Hay momentos en el relato de Caicedo en el que el dolor físico de la abstinencia (era adicto) retumba como un daño espiritual. Su herida es de palabras estrechas y nudos neuronales. No hay conciencia del otro cuerpo en él, quizás por eso, o antes de llegar a eso, es que no aceptó lo chato, injusto, mediocre y absurdo de la vida, porque sí, en efecto, el dolor físico es una expiación de todo aquello que nos parece terrible. Hay una tregua en el instante de padecimiento físico. Somos sólo eso, un cuerpo doliente que busca a gritos regresar a ese otro cuerpo, olvidándonos por un instante la lógica de nuestras miserias y las del mundo. Pero el dolor espiritual no tiene sosiego, no conoce otro cuerpo porque no tiene cuerpo, y no tiene escapatoria más que en sí mismo, en una eterna autofagia que resulta en el inevitable retorno a esa nada de la que tanto huimos, en un intento de revertir el proceso de la autodestrucción. Porque es terrible que, a través de esa tregua, debamos darle paso a la mediocridad que viene después del dolor (de ambos tipos): sin pasiones ni ambiciones.

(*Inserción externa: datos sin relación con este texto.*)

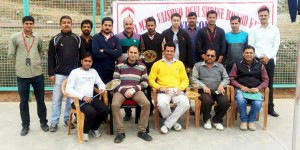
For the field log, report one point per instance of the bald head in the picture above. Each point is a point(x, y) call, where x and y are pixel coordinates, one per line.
point(128, 25)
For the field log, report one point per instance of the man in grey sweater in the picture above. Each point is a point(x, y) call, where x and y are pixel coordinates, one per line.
point(211, 78)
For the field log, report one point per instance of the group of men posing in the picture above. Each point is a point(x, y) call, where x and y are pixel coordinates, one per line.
point(198, 54)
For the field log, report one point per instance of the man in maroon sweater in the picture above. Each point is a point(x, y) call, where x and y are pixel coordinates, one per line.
point(134, 78)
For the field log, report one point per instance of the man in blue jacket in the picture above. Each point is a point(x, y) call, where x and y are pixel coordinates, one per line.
point(106, 49)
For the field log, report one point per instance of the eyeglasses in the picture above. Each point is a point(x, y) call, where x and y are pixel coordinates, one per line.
point(212, 56)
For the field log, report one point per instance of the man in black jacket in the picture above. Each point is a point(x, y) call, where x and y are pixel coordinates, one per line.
point(63, 56)
point(182, 41)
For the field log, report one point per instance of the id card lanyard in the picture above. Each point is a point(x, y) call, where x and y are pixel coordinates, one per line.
point(26, 46)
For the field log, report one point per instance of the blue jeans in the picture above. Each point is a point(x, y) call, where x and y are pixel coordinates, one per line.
point(57, 100)
point(23, 89)
point(242, 107)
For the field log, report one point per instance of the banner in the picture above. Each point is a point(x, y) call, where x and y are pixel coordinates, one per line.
point(162, 11)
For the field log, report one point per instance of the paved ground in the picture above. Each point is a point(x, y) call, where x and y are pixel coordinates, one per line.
point(278, 135)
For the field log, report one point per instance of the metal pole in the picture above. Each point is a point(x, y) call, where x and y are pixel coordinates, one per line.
point(296, 105)
point(94, 17)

All the lonely people, where do they all come from.
All the lonely people, where do they all belong.

2 comentarios:

Fito Valladares dijo...

Chéveres, recomendaciones de lectura he encontrado en este blog. Salud!!! por eso!!!

Anónimo dijo...

leyendo este post y acordándome del de jefferson pérez que publicaste hace unos meses se me ocurre esta larga cita:


"Esclavo mío, las condiciones en que os acepto como esclavo y os soporto a mi lado son las siguientes :

* Renuncia absoluta a vuestro yo .
* No tenéis otra voluntad que no sea la mía.
* Me serán permitidas las mayores crueldades y si llego a mutilaros será necesario soportarlo sin queja.
* Fuera de mi no tenéis nada. Soy todo para vos, vuestra vida felicidad futuro desgracia tormento y alegría
* Si se produjera el hecho de que no pudieras soportar mi dominio y que vuestras cadenas sean demasiado pesadas, deberéis mataros : nunca os devolveré la libertad.
* Me comprometo bajo mi palabra de honor, de ser esclavo de Madame Wanda de Dunaiev, como ella lo exige y someterme sin resistencia a todo lo que se me imponga

Leopold de Sacher-Masoch .

Ya desde el comienzo Freud reparó en el estrecho vínculo entre las tendencias masoquistas y la sexualidad, tomando en cuenta los efectos erógenos del dolor. En los "Tres ensayos" define el masoquismo diciendo que "abarca todas las actitudes pasivas hacia la vida y el objeto sexuales, la más extensa de las cuales es el condicionamiento de la satisfacción al hecho de padecer un dolor físico o anímico infligido por el objeto sexual" y otorga al sadismo y al masoquismo una posición particular entre las perversiones pues la oposición entre pasividad y actividad que está en su base pertenece a los caracteres universales de la vida sexual.
En "Pulsiones y destinos de pulsión" su postura es clara y tajante "no parece haber un masoquismo originario que se engendre del sadismo". Los pasos serian "le pego , me pego , me pega." El gozar del dolor solo puede devenir meta pulsional en quien es originariamente sádico.